Unnati Sharma

Personal information
- Born: 25 March 2003 (age 23)
- Occupation: Judoka

Sport
- Country: India
- Sport: Judo
- Weight class: ‍–‍63 kg

Achievements and titles
- Asian Champ.: R16 (2025)
- Commonwealth Games: (2026)

Medal record
Women's judo
Representing India
Asian Cadet Championships
| Bronze medal – third place | 2019 Taipei | ‍–‍63 kg |
Commonwealth Games
| Bronze medal – third place | 2026 Glasgow | ‍–‍63 kg |

Profile at external databases
- IJF: 45395
- JudoInside.com: 123291

= Unnati Sharma =

Indian judoka

Unnati Sharma (born 25 March 2003) is an Indian judoka who competes in the women's 63 kg category. She won a bronze medal in the women's 63 kg event at the 2026 Commonwealth Games. She has also won a gold medal at the 2026 Dakar African Open.

==Life and career==
Unnati Sharma was born on 25 March 2003. Sharma competes in the women's 63 kg category on the International Judo Federation World Tour.

In January 2019, Sharma won the bronze medal in the 63 kg category in the National Judo Championships in Visakhapatnam. In July 2019, she won the bronze medal in the same weight class in the Asia Oceania Under-18 Judo Championships at Taipei. Later, in October, she won the gold medal in the 63 kg category in the National Under-18 Judo Championships in Imphal, and followed it up with the gold medal in the same weight class in the National Under-21 Judo Championships in Lucknow two months later.

In April 2023, Sharma won the silver medal in the 63 kg category in the Asian Open event at Kuwait. In July 2023, she won a gold medal in the Under-21 Asian Cup in Macau and a bronze medal in the Under-21 Asian Cup event in Hong Kong. In November 2025, she won a bronze in the Asian Open at Hong Kong.

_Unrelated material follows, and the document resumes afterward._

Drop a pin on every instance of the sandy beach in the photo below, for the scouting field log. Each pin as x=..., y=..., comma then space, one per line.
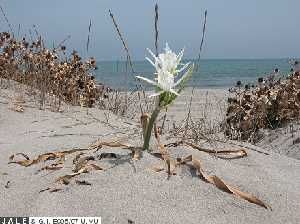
x=128, y=191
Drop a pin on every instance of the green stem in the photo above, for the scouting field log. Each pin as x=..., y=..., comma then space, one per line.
x=150, y=127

In March 2026, Sharma won the gold medal in the 63 kg category at the African Open at Dakar. Following her performances on the international circuit, Sharma represented India at the 2026 Commonwealth Games in Glasgow. In the women's 63 kg event, she defeated Lamelula Magagula of Eswatini in the round of 16 by ippon and Qona Christie of New Zealand in the quarter-finals. However, she lost to Saya Middleton of Australia in the semi-finals. She defeated South Africa's Skye Knoester by ippon in the bronze-medal bout to win the bronze medal.